Título: A reforma de Lula que não valeu
Autor: Suely Caldas
Fonte: O Estado de São Paulo, 16/07/2006, Economia, p. B2

Entra governo, sai governo e a situação da Previdência só se tem agravado, o déficit cresce como bola-de-neve e engole cada vez mais receita dos orçamentos da União, dos Estados e municípios, tirando verbas de outras áreas sociais e de serviços públicos prestados à população. O déficit do INSS vai fechar este ano em R$ 44 bilhões e o da Previdência pública somou, em 2005, R$ 68,5 bilhões - R$ 38,4 bilhões da União, R$ 25,1 bilhões dos Estados e R$ 5 bilhões dos municípios. São números chocantes que há muito fazem piscar a luz vermelha, cada vez mais forte a cada ano. Os dois últimos presidentes fizeram reformas meia-sola, que não resolveram o problema - FHC criou o fator previdenciário, que só fez retardar aposentadorias regidas pelo INSS, e a reforma de Lula não valeu, porque não foi constituído o fundo de pensão para o servidor público complementar seu benefício além do limite do teto do INSS.

O secretário de Recursos Humanos do Ministério do Planejamento, Sérgio Mendonça, explicou à repórter Vania Cristino, do Estado, que foram dois os motivos que levaram o governo a não criar o fundo de pensão: 1) Implicaria imediata elevação dos gastos públicos; 2) o Poder Judiciário foi contra criar um fundo de pensão único para os três Poderes e queria um separado para seus servidores. Desculpa esfarrapada que não explica nada e esconde a razão verdadeira: o governo Lula preferiu não desagradar à base sindical do funcionalismo público. Como sempre, o interesse político prevalece e quem padece é a população, que paga impostos.

Pela reforma aprovada em 2003, o servidor que já está na ativa não tem perdas, porque continua se aposentando pelo sistema pré-reforma. As novas regras - aposentadoria limitada ao teto do INSS e complementada pelo fundo de pensão, como em empresas estatais - valem apenas para os que vierem a ingressar no serviço público. Ou seja, é nulo o custo político de Lula, porque respeita os direitos adquiridos dos antigos e os novos entram conhecendo as novas regras. Mesmo assim, o governo preferiu não arriscar. Desde 2003 foi adiando, adiando e, agora, em ano eleitoral, não quer nem ouvir falar no assunto.

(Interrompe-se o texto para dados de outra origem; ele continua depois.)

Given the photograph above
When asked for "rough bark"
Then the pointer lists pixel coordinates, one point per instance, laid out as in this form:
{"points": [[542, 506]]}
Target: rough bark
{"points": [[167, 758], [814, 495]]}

Mas por que é falsa a desculpa do governo para não criar o fundo? O ex-ministro da Previdência José Cechin tem a resposta. Ele fez uma simulação do custo de transição do sistema antigo para o novo, ao longo de 30 anos de vida ativa do novo servidor, e concluiu que o gasto adicional do governo no primeiro ano é de apenas R$ 100 milhões, crescendo lentamente nos anos seguintes até chegar ao pico de R$ 1,6 bilhão, no 22º ano, para depois cair também devagar até equilibrar, quando os primeiros servidores começarem a se aposentar. ¿O custo fiscal não é razão para não criar o fundo¿, contesta Cechin.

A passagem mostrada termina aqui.